At a breakfast on Sept. 14 at the Reagan Library in Simi Valley, Thousand Oaks City Manager Scott Mitnick described to the Business Times how the formation of a new Infrastructure Financing District might be able to complete some of the city’s now-shelved RDA projects.
In Santa Barbara, city officials are looking at the possibility of using land banked in the RDA era to support workforce housing projects. Modeled on projects such as the Cottage Hospital medium-density program on Santa Barbara’s East side, these are hybrid ownership programs. While homeowners don’t get the full market appreciation in a roaring economy, they do get steady and predictable appreciation of 3 percent to 4 percent per year, plus full tax deductions for interest and property taxes.
Homeowners must sell the property if they leave the area but they do get the comfort of a guaranteed buyer at a guaranteed price with predictable fees. The city of Santa Barbara is expected to provide more details about its plans in the next few months; the plan could be highly attractive to middle class families earning $50,000 to $150,000 per year who still cannot afford an entry-level home or condo.
The biggest problems with both the IFD model or the city of Santa Barbara’s workforce housing plan are regulation and paperwork.
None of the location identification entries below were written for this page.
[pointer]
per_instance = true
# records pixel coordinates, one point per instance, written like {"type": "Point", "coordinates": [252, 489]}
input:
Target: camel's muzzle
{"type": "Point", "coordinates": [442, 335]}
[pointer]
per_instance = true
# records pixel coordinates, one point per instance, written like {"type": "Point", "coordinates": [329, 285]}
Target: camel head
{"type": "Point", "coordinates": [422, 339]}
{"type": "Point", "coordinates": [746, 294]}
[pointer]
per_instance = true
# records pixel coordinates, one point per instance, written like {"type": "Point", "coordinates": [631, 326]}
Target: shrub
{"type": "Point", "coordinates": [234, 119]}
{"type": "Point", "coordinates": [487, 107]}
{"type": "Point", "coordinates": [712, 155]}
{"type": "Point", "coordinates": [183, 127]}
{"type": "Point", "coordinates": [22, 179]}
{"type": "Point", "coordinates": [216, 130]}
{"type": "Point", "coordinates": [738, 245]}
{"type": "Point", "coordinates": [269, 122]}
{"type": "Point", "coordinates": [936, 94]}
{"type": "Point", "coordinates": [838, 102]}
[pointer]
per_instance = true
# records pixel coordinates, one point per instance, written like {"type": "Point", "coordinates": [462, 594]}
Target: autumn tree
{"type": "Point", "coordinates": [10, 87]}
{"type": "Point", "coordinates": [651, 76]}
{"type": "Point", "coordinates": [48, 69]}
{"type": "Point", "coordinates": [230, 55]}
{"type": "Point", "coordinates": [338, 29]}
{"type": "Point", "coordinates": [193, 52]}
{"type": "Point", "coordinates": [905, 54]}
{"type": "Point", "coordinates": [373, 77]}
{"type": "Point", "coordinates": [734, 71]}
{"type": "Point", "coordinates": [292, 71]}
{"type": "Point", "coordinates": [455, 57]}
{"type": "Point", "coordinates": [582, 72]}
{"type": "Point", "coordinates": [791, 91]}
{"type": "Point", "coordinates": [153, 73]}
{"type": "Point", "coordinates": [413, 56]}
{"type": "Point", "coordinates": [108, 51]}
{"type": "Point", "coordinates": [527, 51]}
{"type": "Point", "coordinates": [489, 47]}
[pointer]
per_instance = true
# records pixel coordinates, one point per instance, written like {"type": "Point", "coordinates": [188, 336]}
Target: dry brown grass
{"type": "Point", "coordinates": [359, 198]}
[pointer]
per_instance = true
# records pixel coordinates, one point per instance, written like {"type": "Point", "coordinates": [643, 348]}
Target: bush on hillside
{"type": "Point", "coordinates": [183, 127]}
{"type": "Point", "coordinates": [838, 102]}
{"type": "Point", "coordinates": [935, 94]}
These are complicated programs that must move with predictable speed through planning and permitting if they are going to be economically viable. In addition, for a workforce housing program to work, homeowners must have a predictable and timely path to success.
Santa Barbara developer Michael Towbes suggested that one way to speed the process along would be for Cottage to make its real estate documents available to the city for use to replicate in the development of its workforce housing program. Having a set of documents readily available could shave thousands of dollars from the transaction cost involved in developing workforce housing. We’d add that the city should develop a single set of design and construction standards so that projects could be designed to a specific standard and then moved more quickly through planning and architectural review.
Getting the right infrastructure is key for major communities in the region to stay economically vigorous in the 21st century. Getting housing right and at the right price is the key piece to the infrastructure puzzle in housing-short spots such as Santa Barbara, Ventura and SLO.
The key to both is efficiently developing projects where the cost of design and permitting do not substantially undermine the original goal. Policy makers should keep operating efficiencies and overall costs in mind as they reinvent the RDA game.
Ventura housing policy change will help workforce
For those who believe that a free-market approach is the best path forward for housing, the city of Ventura has taken a bold step forward.
The city council has voted to suspend rules requiring multi-family projects to include an affordable housing component — no longer will developers will required to set aside a number of units for subsidized housing when they build apartments and condos.
Affordable housing is typically meant for tenants who fall near or below the poverty line and is distinct from workforce housing. That means the city’s recent decision will make more future units available for working professionals and, theoretically, financing should also be easier.